Matching First Character of Strings Efficiently

Limbic~Region has asked for the wisdom of the Perl Monks concerning the following question:

Replies are listed 'Best First'.
Re: Matching First Character of Strings Efficiently (yuck) by tye (Sage) on Mar 15, 2004 at 19:58 UTC
Premature nano-optimization... `ord($a) == ord($b)` [download] - tye	[reply] [d/l]
Re^2: Matching First Character of Strings Efficiently (yuck) by Aristotle (Chancellor) on Mar 15, 2004 at 20:24 UTC
Lovely. :) Makeshifts last the longest.	[reply]
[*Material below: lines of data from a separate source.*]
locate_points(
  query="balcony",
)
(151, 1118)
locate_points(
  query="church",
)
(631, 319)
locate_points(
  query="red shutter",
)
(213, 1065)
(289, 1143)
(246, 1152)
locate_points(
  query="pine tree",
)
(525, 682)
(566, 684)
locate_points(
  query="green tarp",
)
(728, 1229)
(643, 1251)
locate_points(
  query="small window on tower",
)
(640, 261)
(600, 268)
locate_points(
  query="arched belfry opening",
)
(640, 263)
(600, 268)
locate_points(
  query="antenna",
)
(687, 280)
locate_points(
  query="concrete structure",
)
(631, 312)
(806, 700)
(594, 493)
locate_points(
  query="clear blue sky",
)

Re: Matching First Character of Strings Efficiently by BrowserUk (Patriarch) on Mar 15, 2004 at 19:55 UTC
Trade a little setup time for speed in the loop and use a hash? `my @list = ...; my %list; @list{ map{ substr $_, 0, 1 } @list } = (); my $str_a = 'Foo'; my $first_c = substr $str_a, 0, 1; for my $str_b ( @list ) { next if exists $list{ $first_char }; expensive_function($str_a , $str_b); }` [download] Examine what is said, not who speaks. "Efficiency is intelligent laziness." -David Dunham "Think for yourself!" - Abigail	[reply] [d/l]
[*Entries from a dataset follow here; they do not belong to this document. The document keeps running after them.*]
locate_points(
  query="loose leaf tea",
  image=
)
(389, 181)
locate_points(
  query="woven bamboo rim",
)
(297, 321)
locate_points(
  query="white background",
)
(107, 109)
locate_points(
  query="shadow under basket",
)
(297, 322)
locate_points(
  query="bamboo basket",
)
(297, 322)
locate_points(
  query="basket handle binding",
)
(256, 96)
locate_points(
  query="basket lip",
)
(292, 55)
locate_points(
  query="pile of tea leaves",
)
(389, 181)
Re: Re: Matching First Character of Strings Efficiently by Limbic~Region (Chancellor) on Mar 15, 2004 at 20:16 UTC
BrowserUk, I am very interested to see if this solution has an efficiency breakpoint. It certainly would not be as memory efficient as some of the other solutions, but that was not a requirement - just speed. Cheers - L~R	[reply]
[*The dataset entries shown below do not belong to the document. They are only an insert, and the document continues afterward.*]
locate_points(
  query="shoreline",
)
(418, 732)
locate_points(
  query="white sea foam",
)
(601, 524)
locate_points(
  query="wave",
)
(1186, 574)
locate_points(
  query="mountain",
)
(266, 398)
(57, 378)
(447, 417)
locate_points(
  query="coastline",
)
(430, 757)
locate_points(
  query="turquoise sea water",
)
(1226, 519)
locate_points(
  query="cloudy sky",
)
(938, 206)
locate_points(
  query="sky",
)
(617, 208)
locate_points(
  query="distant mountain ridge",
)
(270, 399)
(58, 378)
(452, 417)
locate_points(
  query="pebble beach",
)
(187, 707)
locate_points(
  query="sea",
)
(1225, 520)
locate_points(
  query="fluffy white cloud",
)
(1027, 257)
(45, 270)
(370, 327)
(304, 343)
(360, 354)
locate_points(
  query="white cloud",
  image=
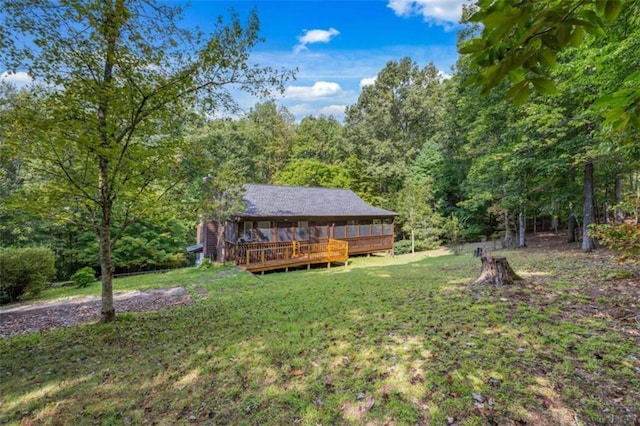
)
(19, 78)
(439, 12)
(319, 90)
(335, 110)
(314, 36)
(367, 81)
Re: Re: Re: Matching First Character of Strings Efficiently by BrowserUk (Patriarch) on Mar 15, 2004 at 21:53 UTC
Sorry Limbic~Region, I got carried away with your "Only modify this line" (and had a brainfart too!). There is no point in looping over the array, that's why we put in a hash. It should have looked something like this. `my @list = ...; my %list; @list{ map{ substr $_, 0, 1 } @list } = (); my $str_a = 'Foo'; expensive_function($str_a , $str_b) unless exists $list{ substr $str_a, 0, 1 };` [download] Examine what is said, not who speaks. "Efficiency is intelligent laziness." -David Dunham "Think for yourself!" - Abigail	[reply] [d/l]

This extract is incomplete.